Скумбрия была гладкая, без единой чешуинки и вся исполосована, как зебра. Полоски, густо-синие, почти фиолетовые на спинке, переходили в золотисто-серебряные под брюшком.
Рыба кончилась, а на смену ей пришло еще больше крабов. Они усеяли полотно живыми зелеными пятаками.
Глыбин недовольно крикнул сверху:
— Лучше дель очищайте! Вон сколько клещуков пропустили! Начнем опять сетку сыпать, только треск пойдет. Самим же потом штопать…
Наконец невод выбрали из воды. Рыбу по полотну выкатили на палубу, расстелили тонким слоем около шлюпки и накрыли брезентом.

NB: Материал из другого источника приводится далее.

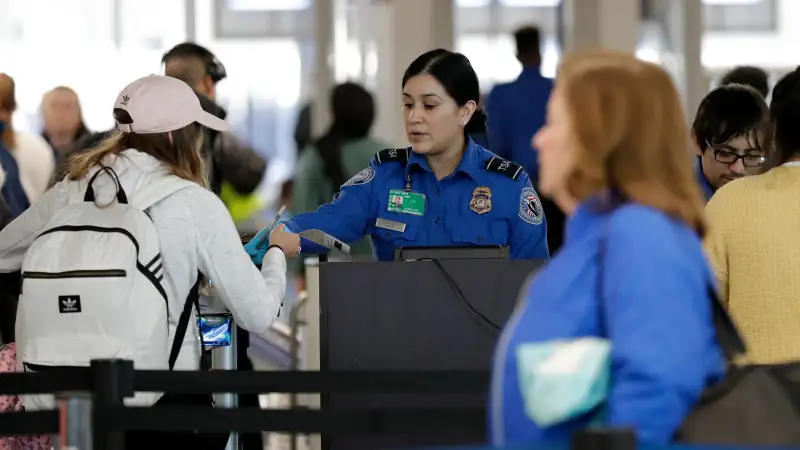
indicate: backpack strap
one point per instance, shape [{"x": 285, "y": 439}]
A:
[
  {"x": 121, "y": 197},
  {"x": 193, "y": 300}
]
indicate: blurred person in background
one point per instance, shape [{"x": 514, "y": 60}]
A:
[
  {"x": 236, "y": 168},
  {"x": 25, "y": 158},
  {"x": 302, "y": 139},
  {"x": 754, "y": 238},
  {"x": 751, "y": 76},
  {"x": 344, "y": 150},
  {"x": 62, "y": 119},
  {"x": 515, "y": 112},
  {"x": 729, "y": 134},
  {"x": 631, "y": 274}
]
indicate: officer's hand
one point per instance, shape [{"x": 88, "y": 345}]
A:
[{"x": 288, "y": 242}]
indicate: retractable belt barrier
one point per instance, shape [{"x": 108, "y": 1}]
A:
[{"x": 108, "y": 382}]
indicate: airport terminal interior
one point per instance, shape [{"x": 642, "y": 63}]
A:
[{"x": 283, "y": 58}]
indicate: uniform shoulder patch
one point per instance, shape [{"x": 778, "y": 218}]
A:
[
  {"x": 530, "y": 207},
  {"x": 499, "y": 165},
  {"x": 363, "y": 177},
  {"x": 393, "y": 154}
]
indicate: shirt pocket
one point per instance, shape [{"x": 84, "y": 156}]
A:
[
  {"x": 404, "y": 227},
  {"x": 493, "y": 232}
]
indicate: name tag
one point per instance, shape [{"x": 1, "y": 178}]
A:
[{"x": 390, "y": 225}]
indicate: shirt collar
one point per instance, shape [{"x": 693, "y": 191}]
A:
[
  {"x": 471, "y": 162},
  {"x": 705, "y": 185}
]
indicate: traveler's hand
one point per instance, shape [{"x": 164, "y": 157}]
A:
[
  {"x": 255, "y": 251},
  {"x": 288, "y": 242}
]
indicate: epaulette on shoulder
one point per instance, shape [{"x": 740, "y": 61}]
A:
[
  {"x": 499, "y": 165},
  {"x": 393, "y": 155}
]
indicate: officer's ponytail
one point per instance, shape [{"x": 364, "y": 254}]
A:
[
  {"x": 477, "y": 123},
  {"x": 456, "y": 75}
]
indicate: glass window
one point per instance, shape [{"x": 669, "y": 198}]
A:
[
  {"x": 141, "y": 28},
  {"x": 731, "y": 15},
  {"x": 268, "y": 5}
]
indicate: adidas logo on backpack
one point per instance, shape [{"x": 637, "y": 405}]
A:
[{"x": 91, "y": 289}]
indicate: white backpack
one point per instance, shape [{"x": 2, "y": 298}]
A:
[{"x": 91, "y": 289}]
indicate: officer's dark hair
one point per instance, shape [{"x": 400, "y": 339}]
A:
[
  {"x": 750, "y": 76},
  {"x": 353, "y": 110},
  {"x": 785, "y": 114},
  {"x": 456, "y": 75},
  {"x": 731, "y": 111},
  {"x": 528, "y": 41}
]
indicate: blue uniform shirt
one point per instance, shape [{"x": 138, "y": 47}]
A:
[
  {"x": 486, "y": 201},
  {"x": 654, "y": 295},
  {"x": 515, "y": 112}
]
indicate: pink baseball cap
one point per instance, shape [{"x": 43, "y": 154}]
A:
[{"x": 159, "y": 104}]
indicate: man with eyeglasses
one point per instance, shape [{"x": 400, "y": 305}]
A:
[{"x": 731, "y": 124}]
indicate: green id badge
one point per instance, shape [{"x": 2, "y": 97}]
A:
[{"x": 406, "y": 202}]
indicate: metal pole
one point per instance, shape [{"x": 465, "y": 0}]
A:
[
  {"x": 75, "y": 417},
  {"x": 226, "y": 358}
]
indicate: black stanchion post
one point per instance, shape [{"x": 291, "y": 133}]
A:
[
  {"x": 112, "y": 381},
  {"x": 604, "y": 439},
  {"x": 75, "y": 409}
]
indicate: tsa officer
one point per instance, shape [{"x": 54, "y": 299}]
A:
[{"x": 444, "y": 190}]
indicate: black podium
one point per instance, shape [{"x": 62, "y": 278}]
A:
[{"x": 419, "y": 316}]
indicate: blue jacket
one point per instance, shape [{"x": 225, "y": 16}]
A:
[
  {"x": 515, "y": 112},
  {"x": 658, "y": 313},
  {"x": 486, "y": 201}
]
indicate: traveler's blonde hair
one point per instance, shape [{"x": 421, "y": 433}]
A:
[{"x": 632, "y": 134}]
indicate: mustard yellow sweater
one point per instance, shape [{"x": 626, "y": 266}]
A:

Улов был невелик — с полтонны. А для Павлика это было целым богатством. Ведь он впервые видел такое множество разной морской живности.
Мыркин посмотрел на добычу, потом перевел невеселый взгляд на Печерицу:
— Эй, предсказатель! Весы подремонтируй, а то барахлят.

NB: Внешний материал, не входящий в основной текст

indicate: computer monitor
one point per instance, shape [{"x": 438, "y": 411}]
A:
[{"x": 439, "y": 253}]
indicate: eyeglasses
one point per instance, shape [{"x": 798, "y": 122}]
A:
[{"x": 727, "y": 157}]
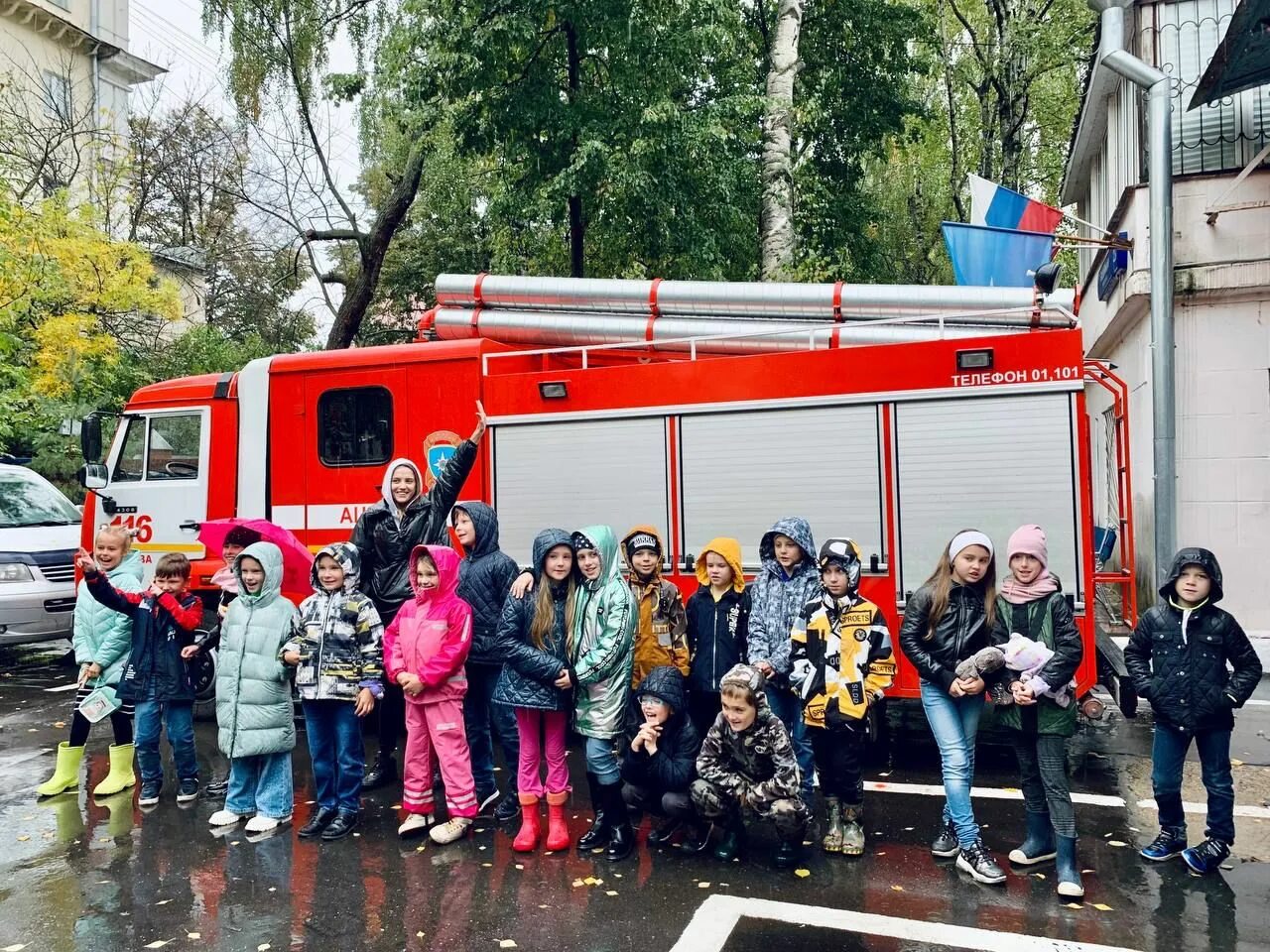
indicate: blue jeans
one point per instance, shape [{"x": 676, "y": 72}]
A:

С баркаса раздался ворчливый голос Гундеры:
— Каркала ворона — сто одна тонна, а вышло — хомут да дышло.
Но его голос заглушил глыбинский бас:
— По местам! Приготовиться к замету!
Плавучий холодильник
Второй улов оказался «симпатичней», как выразился Мыркин. А после третьего вся палуба по левому борту была завалена скумбрией. Павлик просто обалдел от счастья. Такая масса рыбы ему и во сне не снилась. Он совсем забыл о «диверсантах». И даже сварливый Брага казался не таким неприятным.
Глыбин обнаружил в море среди густых солнечных блесток черный утюжок какого-то судна и сказал радисту:
— Запроси по рации. Может, рефрижератор.
Митрофан Ильич хлопотал в камбузе. Приятный запах жареной рыбы витал над «Альбатросом», от него у Павлика в животе булькало, квакало.

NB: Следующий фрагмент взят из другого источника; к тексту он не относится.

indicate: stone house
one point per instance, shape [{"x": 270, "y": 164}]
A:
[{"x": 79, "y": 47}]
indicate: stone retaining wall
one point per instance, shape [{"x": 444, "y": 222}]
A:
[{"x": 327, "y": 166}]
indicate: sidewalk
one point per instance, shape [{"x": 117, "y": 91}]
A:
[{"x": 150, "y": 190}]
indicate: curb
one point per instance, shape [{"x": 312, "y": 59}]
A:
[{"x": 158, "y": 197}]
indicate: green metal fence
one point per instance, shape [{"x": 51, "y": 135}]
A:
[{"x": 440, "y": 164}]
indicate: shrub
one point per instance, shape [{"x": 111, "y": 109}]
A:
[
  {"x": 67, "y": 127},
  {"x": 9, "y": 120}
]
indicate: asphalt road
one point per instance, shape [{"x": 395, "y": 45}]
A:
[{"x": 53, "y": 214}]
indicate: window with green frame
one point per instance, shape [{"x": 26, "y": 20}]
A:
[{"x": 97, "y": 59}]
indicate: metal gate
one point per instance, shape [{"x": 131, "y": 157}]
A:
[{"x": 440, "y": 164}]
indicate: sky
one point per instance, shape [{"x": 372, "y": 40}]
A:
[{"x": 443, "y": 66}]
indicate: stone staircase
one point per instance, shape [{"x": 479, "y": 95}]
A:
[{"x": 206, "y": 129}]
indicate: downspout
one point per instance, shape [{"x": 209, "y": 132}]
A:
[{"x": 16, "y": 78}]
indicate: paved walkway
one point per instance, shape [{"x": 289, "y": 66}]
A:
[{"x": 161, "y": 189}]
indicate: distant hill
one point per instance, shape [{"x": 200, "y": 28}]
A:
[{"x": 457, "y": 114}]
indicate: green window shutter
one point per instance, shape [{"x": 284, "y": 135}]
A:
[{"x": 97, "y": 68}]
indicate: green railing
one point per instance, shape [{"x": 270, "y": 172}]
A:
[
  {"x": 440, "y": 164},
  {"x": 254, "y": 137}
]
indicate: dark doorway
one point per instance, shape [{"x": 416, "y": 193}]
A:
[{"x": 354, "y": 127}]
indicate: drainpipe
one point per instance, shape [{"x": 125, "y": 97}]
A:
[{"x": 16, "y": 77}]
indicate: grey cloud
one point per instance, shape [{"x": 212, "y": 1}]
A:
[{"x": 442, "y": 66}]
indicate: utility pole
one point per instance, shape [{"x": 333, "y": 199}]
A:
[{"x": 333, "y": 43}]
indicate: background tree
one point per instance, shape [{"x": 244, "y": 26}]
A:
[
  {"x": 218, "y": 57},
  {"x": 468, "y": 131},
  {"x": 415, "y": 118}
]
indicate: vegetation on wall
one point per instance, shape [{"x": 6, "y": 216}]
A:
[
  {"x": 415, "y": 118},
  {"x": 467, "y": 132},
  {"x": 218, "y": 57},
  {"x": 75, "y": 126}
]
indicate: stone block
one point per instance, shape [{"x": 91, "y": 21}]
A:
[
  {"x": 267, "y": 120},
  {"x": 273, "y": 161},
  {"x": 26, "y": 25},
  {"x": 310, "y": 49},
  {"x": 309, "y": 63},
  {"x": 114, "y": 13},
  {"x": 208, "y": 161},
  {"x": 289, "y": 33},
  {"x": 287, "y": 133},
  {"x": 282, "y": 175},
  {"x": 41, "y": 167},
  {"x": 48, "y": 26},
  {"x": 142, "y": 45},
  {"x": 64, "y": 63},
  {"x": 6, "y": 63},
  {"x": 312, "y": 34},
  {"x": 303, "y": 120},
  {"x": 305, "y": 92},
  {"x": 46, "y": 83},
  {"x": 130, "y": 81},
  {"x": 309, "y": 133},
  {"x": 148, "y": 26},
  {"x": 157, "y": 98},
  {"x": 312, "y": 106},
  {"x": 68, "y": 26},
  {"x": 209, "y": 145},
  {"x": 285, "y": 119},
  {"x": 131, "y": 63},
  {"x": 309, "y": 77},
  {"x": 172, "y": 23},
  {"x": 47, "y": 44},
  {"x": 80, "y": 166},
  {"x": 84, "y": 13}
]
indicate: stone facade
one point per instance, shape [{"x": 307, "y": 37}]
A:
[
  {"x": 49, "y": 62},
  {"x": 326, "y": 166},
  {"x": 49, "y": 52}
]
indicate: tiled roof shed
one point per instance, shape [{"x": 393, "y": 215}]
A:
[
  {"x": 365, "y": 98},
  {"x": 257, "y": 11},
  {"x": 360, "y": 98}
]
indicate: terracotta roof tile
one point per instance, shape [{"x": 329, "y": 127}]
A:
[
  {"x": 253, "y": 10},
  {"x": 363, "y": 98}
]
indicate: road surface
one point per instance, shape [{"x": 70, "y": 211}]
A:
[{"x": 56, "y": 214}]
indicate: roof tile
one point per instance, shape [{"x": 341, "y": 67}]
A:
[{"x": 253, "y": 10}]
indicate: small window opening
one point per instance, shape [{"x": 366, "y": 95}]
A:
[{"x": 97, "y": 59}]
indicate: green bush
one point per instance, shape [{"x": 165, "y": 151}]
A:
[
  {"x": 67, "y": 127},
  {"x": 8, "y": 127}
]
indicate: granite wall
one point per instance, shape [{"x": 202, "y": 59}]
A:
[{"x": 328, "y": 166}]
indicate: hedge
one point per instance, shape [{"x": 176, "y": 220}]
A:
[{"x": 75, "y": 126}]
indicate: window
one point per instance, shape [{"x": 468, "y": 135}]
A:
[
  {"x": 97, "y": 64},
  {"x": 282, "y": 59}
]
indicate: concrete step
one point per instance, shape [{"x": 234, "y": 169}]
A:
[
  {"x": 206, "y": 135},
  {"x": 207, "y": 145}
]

Рыбаки принялись готовить немного рыбы для засола. Из трюма достали пузатую кадушку, поставили ее под надстройкой около трапа и налили забортной водой. Иван Иванович сделал тузлук: всыпал в кадушку два ведра соли, бросил картофелину и мешал палкой до тех пор, пока картофелина не всплыла. Лобогрей, Тягун и Печерица жабровали скумбрию, обмывали ее от крови. Ловчее всех жабровал Лобогрей. Он точным движением просовывал указательный палец под жаберную крышку и быстро вырывал жабры вместе с внутренностями. Руки его просто мелькали.
Павлик помогал жабровщикам. Но, по правде сказать, он сейчас больше думал о еде. Уж больно аппетитно пахло из камбуза! Нос так сам и поворачивался на запах, точно флюгер.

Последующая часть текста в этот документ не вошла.